Scytri shook his head. “I can’t get to it,” he said. “It’s in the Eldest’s armory wagon.”
“Which I’m guessing is heavily guarded?”
“No more than the rest of the camp.” Scytri made a few awkward hand signs I’d never seen before. “Besides, shapers have ways past guards. The problem is the spirit fence Eneri has put up.”
“Spirit fence?” I echoed.
“A magical ward,” he explained. “There is a radius around the armory that no elf can enter without alerting Eneri instantly.“
“Shit,” I said and Scytri’s brow creased at whatever Elvish translation he’d heard.
“There is a chance,” he continued. “If you go.”
“Of course there is,” I muttered. “Okay, how can I get past this spirit fence if you can’t?”
“You are a human,” Scytri said.
“What’s that got to do with it?”
Scytri’s pinned me with a searching gaze. “You are a caller. I saw you draw out the metal spirit from a coin at the wall. Tell me, can you hold the spirits of men?”
I blinked at him. Spirits…? Then I remembered the words I’d used to
enchant the surgeon’s knife before we left the war camp.
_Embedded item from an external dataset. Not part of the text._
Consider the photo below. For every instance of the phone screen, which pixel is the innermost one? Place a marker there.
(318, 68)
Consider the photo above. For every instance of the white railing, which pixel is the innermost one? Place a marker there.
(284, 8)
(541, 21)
I’d thought they were metaphorical.
“Are you saying there are literally spirits in everything around us?”
“Everything except you.” Scytri’s face was like stone in the deep blue of night. “Your people do not have spirits, nor do the things you bring from your world.”
“And when you say ‘hold the spirits of men—’”
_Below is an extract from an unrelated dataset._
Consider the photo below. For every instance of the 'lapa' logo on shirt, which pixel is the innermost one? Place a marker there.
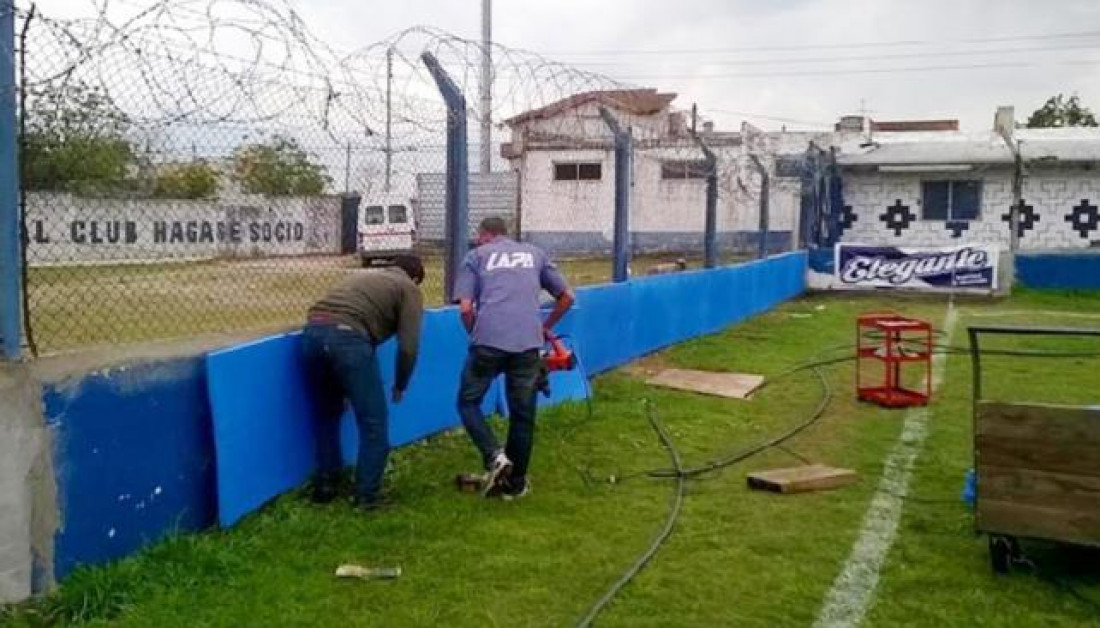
(509, 261)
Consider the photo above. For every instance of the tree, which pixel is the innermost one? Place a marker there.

“A spell known to callers, which freezes a man or an animal by distracting his spirit. It is effective on my people, but not on yours.”
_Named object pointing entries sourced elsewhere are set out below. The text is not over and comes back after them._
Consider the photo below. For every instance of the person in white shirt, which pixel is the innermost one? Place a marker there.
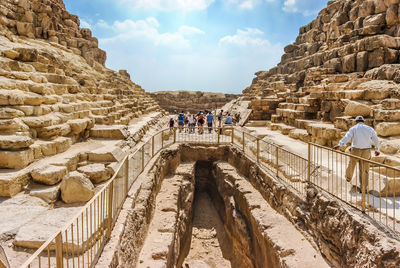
(362, 137)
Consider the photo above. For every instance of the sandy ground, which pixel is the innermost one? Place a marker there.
(210, 246)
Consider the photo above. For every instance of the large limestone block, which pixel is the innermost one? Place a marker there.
(392, 188)
(96, 172)
(16, 159)
(9, 113)
(49, 194)
(25, 29)
(36, 231)
(387, 115)
(49, 174)
(78, 125)
(392, 15)
(55, 130)
(76, 188)
(13, 182)
(41, 121)
(8, 97)
(14, 142)
(109, 132)
(378, 19)
(354, 108)
(386, 129)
“I know that one!” I felt a rush of excitement like a flash fire in my chest, but it was instantly doused by the cold water of disappointment. “But I need my bells to do it. And even if I had them, it would be way too noisy.”
Scytri held up a hand. “Let me finish. It works on my people because we have spirits. You do not. The spirit fence—”
“Won’t recognize me!” I finished for him, the warmth rushing back into me. “So I should be able to just waltz through and grab my drone.”
“I am sure you do not need to dance, but yes.” Scytri nodded. “That is my hope.”
“Well, it’s worth a try,” I said. “I mean, what have I got to lose beside my life?”
***
God, I wish Magpie were here, I thought as I crept barefoot across the cobbles. Actually, I wish Magpie were doing this instead of me.
Armed only with Scytri’s directions, I headed for the Eldest’s section of camp as quickly as I dared. I’d promised Scytri not to rat him out if I was caught, but anxiety on his behalf still scratched at the back of my brain; it wouldn’t take a genius to figure out that he’d freed me.
I kept to the shadows, though they were few and far between. The Eldest had circled his wagons south of town, at the base of the cliff where Wyatt Falls, or whatever the elves called it, tumbled over the terminal edge of Hard Pass to crash down into a little lake that hid among the trees. That meant I had to leave the comforting cover of the inn and general store behind and duck from trunk to trunk in the spaces between the little camps of each elven platoon.